These figures are dated for 1812 to 1814, a period that began with 11 hussar regiments in the Tsar's army, each seven squadrons strong. Hussars would usually find themselves scouting, raiding or guarding flanks rather than the splendid charge depicted on the box, but these skills were put to particularly good use harassing the retreating French/allied army after Napoleon's disastrous invasion.
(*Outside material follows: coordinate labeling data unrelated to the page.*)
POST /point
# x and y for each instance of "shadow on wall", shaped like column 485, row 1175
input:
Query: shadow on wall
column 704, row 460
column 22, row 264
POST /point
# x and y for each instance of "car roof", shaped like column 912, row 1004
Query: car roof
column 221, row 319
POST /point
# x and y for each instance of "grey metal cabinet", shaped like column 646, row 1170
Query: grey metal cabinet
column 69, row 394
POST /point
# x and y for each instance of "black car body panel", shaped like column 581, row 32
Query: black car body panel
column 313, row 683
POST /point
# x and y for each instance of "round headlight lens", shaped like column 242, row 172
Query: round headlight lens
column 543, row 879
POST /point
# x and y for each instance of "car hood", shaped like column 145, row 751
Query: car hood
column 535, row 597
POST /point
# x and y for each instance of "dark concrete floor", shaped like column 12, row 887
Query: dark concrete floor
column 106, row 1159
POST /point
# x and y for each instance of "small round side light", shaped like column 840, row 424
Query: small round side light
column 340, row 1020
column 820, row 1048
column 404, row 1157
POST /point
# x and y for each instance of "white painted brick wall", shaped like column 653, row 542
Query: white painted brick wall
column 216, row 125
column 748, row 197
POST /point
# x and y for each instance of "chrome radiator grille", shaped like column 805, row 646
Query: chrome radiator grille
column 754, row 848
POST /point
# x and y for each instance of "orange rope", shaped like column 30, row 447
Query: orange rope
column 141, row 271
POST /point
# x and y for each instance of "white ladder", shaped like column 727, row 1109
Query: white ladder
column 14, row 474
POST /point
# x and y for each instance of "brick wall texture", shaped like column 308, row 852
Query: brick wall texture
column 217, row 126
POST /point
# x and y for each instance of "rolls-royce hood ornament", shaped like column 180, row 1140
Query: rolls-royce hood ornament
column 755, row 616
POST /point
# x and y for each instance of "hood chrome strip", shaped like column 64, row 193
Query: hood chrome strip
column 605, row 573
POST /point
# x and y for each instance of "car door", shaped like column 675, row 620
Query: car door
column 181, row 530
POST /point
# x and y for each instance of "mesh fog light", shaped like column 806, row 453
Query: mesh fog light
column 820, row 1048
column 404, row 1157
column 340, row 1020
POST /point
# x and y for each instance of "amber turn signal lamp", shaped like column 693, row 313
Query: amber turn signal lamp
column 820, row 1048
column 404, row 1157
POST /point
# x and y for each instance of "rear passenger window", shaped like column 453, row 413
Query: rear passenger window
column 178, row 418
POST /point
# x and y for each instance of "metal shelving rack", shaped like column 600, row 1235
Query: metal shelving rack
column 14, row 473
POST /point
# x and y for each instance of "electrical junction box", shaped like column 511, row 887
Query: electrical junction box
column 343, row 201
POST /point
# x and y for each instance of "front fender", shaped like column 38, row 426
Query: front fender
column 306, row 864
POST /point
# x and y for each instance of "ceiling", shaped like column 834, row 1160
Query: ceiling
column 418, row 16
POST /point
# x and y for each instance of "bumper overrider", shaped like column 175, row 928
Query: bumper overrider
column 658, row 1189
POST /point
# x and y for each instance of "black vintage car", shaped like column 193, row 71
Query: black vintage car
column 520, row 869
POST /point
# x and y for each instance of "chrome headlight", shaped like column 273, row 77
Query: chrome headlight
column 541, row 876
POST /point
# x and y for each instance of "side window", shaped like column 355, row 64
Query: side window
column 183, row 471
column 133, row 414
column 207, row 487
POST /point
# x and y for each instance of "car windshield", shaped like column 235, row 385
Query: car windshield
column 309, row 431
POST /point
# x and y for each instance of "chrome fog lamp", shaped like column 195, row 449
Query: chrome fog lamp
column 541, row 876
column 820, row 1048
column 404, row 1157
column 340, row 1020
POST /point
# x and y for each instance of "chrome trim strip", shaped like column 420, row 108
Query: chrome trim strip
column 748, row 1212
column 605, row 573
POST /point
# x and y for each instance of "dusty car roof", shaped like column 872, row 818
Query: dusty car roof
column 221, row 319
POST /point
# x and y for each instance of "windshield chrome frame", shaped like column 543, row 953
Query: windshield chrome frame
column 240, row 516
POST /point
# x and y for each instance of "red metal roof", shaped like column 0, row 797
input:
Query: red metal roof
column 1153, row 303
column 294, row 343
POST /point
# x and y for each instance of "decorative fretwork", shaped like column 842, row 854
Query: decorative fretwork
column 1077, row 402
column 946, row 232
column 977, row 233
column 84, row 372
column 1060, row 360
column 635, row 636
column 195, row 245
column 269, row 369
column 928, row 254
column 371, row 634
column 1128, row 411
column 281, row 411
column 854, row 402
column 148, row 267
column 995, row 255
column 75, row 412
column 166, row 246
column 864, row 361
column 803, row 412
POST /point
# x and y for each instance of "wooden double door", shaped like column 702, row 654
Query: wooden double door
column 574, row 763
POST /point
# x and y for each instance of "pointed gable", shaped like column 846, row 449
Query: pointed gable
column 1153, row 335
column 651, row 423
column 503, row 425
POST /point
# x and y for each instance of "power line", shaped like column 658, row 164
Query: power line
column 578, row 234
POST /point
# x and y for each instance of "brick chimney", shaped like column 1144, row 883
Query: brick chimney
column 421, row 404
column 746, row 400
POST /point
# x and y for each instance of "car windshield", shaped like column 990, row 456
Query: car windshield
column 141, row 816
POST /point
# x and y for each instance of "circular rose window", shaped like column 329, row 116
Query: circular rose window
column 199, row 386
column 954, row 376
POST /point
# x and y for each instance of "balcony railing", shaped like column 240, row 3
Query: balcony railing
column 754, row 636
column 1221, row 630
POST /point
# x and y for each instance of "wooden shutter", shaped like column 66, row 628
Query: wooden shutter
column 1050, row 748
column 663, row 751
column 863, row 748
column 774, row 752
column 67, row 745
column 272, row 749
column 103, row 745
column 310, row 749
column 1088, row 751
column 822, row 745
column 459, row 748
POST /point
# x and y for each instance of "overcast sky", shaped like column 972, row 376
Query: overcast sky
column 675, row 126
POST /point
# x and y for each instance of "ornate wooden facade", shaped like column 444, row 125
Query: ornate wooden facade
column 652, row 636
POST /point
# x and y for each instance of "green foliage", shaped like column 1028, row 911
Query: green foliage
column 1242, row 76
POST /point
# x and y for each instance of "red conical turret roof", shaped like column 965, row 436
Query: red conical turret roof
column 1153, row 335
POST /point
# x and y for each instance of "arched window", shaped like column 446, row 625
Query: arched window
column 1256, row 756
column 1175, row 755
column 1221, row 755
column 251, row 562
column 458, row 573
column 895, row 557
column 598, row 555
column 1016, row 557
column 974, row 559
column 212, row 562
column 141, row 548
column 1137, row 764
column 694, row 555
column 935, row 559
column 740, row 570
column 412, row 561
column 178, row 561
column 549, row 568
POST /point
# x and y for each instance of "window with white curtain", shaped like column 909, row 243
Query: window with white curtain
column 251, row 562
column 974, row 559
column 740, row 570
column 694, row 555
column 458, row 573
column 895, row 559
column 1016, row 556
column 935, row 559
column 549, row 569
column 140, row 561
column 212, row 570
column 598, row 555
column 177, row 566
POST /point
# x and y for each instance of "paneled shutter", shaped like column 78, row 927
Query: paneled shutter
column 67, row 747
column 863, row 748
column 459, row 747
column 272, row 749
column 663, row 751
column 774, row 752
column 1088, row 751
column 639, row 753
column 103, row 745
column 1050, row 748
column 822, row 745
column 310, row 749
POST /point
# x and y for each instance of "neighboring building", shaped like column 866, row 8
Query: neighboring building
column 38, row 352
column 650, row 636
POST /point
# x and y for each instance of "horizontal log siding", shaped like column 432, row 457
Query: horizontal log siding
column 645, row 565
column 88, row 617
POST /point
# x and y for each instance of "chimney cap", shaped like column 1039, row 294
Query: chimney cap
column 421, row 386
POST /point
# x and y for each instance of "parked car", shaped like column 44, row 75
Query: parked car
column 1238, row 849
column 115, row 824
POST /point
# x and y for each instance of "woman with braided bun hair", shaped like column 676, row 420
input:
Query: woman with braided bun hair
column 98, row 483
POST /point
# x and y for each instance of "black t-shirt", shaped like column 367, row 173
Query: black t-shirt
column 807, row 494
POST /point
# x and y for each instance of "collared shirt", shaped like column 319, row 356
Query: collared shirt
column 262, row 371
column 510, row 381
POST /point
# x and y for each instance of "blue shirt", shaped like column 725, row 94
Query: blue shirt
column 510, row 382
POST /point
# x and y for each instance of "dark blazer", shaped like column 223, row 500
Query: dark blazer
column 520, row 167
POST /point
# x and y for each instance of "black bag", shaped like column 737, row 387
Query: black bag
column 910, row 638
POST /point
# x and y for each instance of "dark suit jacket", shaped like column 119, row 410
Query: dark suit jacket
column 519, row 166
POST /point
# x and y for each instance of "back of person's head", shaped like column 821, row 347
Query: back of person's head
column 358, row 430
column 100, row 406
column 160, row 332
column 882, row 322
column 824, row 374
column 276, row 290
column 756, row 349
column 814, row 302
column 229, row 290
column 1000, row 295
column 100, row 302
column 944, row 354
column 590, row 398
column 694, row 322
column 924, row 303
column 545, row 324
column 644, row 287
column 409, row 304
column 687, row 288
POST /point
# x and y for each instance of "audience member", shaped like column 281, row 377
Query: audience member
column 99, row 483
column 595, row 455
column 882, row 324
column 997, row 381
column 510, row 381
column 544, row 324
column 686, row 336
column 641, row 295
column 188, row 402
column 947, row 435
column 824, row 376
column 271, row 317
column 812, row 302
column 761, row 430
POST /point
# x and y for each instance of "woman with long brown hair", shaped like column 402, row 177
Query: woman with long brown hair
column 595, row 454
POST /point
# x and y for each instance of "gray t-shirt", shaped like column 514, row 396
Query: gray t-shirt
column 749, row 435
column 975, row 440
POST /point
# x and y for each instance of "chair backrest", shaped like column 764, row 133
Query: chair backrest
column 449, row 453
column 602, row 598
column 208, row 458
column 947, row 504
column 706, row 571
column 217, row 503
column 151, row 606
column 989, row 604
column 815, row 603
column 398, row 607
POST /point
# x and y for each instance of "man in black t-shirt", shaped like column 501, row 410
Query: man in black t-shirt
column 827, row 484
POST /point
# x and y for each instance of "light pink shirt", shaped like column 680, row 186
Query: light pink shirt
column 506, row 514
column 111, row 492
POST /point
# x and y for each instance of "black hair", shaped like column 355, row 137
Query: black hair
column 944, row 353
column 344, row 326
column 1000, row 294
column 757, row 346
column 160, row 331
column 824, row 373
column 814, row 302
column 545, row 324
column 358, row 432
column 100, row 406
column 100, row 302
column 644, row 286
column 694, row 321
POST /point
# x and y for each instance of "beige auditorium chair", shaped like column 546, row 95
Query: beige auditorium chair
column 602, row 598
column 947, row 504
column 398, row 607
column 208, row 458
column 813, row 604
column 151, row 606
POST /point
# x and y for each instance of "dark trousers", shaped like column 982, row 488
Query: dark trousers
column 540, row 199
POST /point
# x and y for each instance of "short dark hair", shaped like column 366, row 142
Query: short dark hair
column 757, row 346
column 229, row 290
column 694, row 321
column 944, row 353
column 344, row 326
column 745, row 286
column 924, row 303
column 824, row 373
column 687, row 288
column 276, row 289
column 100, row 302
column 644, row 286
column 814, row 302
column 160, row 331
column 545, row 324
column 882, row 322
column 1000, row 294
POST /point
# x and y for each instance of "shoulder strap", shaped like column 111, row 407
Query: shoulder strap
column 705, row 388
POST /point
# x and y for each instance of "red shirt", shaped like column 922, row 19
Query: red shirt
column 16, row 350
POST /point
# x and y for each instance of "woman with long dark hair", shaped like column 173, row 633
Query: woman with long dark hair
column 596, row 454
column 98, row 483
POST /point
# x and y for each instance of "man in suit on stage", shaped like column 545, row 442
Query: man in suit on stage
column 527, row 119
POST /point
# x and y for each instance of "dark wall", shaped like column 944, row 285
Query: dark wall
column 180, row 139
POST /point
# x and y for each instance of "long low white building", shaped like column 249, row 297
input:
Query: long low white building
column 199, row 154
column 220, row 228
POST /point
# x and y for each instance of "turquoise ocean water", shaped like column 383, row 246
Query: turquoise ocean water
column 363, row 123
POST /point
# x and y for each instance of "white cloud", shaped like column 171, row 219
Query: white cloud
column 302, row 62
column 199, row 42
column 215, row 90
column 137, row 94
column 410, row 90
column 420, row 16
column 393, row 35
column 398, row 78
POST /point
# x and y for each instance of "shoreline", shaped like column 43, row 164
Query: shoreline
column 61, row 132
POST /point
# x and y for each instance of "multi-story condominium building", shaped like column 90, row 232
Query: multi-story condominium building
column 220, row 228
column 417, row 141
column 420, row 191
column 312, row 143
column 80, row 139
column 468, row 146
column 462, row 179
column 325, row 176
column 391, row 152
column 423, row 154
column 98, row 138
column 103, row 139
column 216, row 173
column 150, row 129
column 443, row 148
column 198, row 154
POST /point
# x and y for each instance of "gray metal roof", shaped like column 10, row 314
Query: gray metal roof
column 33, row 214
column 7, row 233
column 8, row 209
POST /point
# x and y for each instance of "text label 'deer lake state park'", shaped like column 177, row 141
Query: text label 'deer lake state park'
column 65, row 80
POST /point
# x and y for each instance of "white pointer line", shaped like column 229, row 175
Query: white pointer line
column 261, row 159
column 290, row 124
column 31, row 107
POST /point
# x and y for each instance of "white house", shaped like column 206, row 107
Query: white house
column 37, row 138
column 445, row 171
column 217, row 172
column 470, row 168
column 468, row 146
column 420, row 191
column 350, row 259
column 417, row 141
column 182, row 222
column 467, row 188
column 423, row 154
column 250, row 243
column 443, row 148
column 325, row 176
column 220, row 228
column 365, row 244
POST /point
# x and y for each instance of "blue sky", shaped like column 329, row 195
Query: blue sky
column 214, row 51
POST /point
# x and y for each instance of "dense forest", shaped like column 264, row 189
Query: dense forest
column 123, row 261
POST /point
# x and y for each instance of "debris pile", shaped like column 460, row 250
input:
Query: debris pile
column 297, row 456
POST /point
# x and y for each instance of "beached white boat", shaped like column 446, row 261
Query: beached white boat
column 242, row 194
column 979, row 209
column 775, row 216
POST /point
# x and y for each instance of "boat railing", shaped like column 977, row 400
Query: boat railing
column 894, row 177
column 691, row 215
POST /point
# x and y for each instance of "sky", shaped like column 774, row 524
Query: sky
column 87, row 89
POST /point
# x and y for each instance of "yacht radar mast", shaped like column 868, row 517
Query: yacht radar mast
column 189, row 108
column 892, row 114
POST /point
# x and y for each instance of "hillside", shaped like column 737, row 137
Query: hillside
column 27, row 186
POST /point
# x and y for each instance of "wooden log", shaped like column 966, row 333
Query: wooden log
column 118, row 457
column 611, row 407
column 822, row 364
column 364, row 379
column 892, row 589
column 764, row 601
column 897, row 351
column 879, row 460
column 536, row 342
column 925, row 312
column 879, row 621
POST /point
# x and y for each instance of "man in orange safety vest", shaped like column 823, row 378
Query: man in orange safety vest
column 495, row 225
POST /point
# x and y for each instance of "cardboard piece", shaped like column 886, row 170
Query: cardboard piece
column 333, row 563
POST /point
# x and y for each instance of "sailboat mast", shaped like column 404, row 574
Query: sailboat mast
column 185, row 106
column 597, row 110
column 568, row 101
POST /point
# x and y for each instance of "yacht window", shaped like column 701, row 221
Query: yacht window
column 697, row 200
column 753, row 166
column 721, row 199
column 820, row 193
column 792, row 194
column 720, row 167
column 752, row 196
If your sculptor is not particularly good then you might choose to model fairly simple uniforms where the faults are less obvious, while better sculptors can tackle the more elaborate uniforms. Well there can be very few uniforms more elaborate than the Napoleonic hussar, and in our view Zvezda cannot be beaten on the quality of their sculpting. It is boring to keep saying the same thing but once again these Zvezda figures are superb, with every detail beautifully picked out and every man in a natural and realistic pose. Despite the various fiddly bits that present such a challenge to a sculptor these are all done with apparent ease, and will doubtless be a joy to paint. This has been achieved with only one element of assembly. Apart from the first two (lancer) poses in the top row all the men have a separate pelisse which plugs into the back of the man. The fit is always perfect, making a string join without need to glue, but it does mean the pelisse is 'off the shoulder' rather than clinging to one shoulder as is often seen. Doubtless the difference is mainly down to how tight the man has the cord that holds the pelisse, but this is an unusual way of depicting the pelisse. The back of each man is fully sculpted, so if desired the customer could leave the pelisse off and only have a hole in the back to fill to create an otherwise perfectly sculpted figure. As usual you have to snip off the pegs on the riders legs, but once done all the men fit their horses perfectly.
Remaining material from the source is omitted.